Combine your policies with one company.
If you have other items to insure, like your house or your apartment, consider taking out those policies with the same company that you have your car insurance with. Many offer “bundle” or “combination” packages to policyholders who have multiple coverages with one company and will offer a pretty decent discounted price for both items.
Purchase a “low-profile” car.
We’ve all seen those reports that list the “Top 10 Cars Most Likely to Be Stolen” and sign when ours is near the tops of the list. Insurance companies sigh at this list too, and often have to hike up your rates when you are the owner of a car that is high on the theft list or is expensive to repair. The Insurance Institute for Highway Safety often has the reports listed on their website, so it might be a good idea to see if your car (or the one you want to buy) is considered high risk.

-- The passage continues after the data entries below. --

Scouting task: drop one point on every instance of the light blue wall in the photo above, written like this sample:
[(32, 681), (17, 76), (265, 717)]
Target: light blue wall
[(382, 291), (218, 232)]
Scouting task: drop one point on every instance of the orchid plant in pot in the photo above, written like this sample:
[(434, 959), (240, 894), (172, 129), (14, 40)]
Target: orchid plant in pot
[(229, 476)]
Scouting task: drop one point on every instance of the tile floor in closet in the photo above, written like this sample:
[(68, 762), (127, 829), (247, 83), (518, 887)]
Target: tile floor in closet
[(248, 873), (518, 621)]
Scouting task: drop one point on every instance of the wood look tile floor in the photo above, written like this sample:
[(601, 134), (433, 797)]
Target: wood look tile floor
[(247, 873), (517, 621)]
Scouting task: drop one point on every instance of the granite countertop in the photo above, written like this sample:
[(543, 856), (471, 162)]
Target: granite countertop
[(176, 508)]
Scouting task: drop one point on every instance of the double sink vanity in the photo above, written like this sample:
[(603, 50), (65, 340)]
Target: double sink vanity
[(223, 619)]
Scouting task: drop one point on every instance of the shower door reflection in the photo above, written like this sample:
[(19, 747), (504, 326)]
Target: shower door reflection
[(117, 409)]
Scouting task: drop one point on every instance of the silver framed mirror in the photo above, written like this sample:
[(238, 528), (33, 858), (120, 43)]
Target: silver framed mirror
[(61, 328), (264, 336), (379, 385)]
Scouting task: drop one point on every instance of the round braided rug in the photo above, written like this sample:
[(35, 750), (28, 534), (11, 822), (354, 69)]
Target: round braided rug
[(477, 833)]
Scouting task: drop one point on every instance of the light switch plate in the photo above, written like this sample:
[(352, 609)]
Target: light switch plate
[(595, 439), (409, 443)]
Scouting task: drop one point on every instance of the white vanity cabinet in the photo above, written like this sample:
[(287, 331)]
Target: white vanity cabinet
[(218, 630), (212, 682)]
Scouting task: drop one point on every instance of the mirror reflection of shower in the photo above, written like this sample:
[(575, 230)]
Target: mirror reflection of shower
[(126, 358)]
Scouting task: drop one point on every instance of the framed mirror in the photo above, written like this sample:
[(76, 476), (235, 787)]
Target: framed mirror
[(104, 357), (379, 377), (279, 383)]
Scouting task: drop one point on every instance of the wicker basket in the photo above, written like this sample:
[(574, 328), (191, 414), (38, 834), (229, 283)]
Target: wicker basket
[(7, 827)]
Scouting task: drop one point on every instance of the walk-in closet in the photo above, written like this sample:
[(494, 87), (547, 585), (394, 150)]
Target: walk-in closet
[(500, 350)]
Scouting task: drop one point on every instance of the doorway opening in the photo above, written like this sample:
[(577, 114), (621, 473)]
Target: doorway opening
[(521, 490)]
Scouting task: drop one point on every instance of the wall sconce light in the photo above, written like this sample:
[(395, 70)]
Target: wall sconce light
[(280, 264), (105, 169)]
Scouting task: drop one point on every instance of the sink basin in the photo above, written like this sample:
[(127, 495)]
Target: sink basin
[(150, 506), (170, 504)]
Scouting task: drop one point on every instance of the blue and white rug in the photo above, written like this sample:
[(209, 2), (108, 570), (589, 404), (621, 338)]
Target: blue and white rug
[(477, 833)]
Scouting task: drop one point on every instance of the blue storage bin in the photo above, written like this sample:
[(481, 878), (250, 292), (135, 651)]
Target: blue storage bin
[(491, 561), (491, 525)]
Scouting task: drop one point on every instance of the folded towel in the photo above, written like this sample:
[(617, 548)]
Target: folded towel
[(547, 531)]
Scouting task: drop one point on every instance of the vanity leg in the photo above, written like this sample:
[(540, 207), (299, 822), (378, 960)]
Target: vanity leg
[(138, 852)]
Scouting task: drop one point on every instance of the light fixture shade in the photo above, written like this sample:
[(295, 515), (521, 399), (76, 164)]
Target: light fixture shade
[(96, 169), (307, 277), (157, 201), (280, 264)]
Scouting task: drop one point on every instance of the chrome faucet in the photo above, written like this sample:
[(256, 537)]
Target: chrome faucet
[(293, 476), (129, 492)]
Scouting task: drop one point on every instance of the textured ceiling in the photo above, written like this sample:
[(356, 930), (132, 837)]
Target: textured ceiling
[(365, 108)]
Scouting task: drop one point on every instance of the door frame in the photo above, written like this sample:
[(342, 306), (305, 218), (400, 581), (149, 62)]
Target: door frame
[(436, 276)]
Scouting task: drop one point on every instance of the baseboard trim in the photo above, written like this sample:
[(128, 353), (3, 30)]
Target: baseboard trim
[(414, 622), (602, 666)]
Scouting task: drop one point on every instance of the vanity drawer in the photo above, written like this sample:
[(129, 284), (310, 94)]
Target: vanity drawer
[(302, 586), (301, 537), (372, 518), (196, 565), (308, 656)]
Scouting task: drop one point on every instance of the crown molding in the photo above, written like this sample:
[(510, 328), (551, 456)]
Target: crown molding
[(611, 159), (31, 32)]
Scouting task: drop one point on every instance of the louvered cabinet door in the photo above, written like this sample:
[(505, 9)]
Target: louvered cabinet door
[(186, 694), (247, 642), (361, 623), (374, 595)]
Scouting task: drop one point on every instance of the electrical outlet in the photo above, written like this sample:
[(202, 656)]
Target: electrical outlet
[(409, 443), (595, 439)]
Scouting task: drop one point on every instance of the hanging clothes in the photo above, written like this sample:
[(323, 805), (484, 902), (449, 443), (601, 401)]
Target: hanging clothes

Only buy coverage you really need.
If your car is an older model or one with low market value, you might want to consider dropping expensive coverages like collision or comprehensive to save a few bucks overall. These coverages are often not worth it because any claim you make probably won’t exceed the cost of the insurance and the deductible amount, but be sure that it’s worth the risk by checking your car’s current value at Edmunds.com or Kelly Blue Book.
Request a higher deductible.
The deductible, or the amount of cash you have to hand over before the insurance company comes to the rescue, often determines the amount of premium that you have to pay. By bumping your deductible up a little, say from $200 to $500, you could lower the cost of your collision and comprehensive coverage by 15 to 30 percent. If you feel like you have the cash ready to put forth in the case of a repair, you may want to consider bumping up your deductible.
The most important thing to remember is to shop around for different quotes and be sure to ask for any and all discounts that may be available to you. Hopefully these tips help bring your car insurance costs down a bit!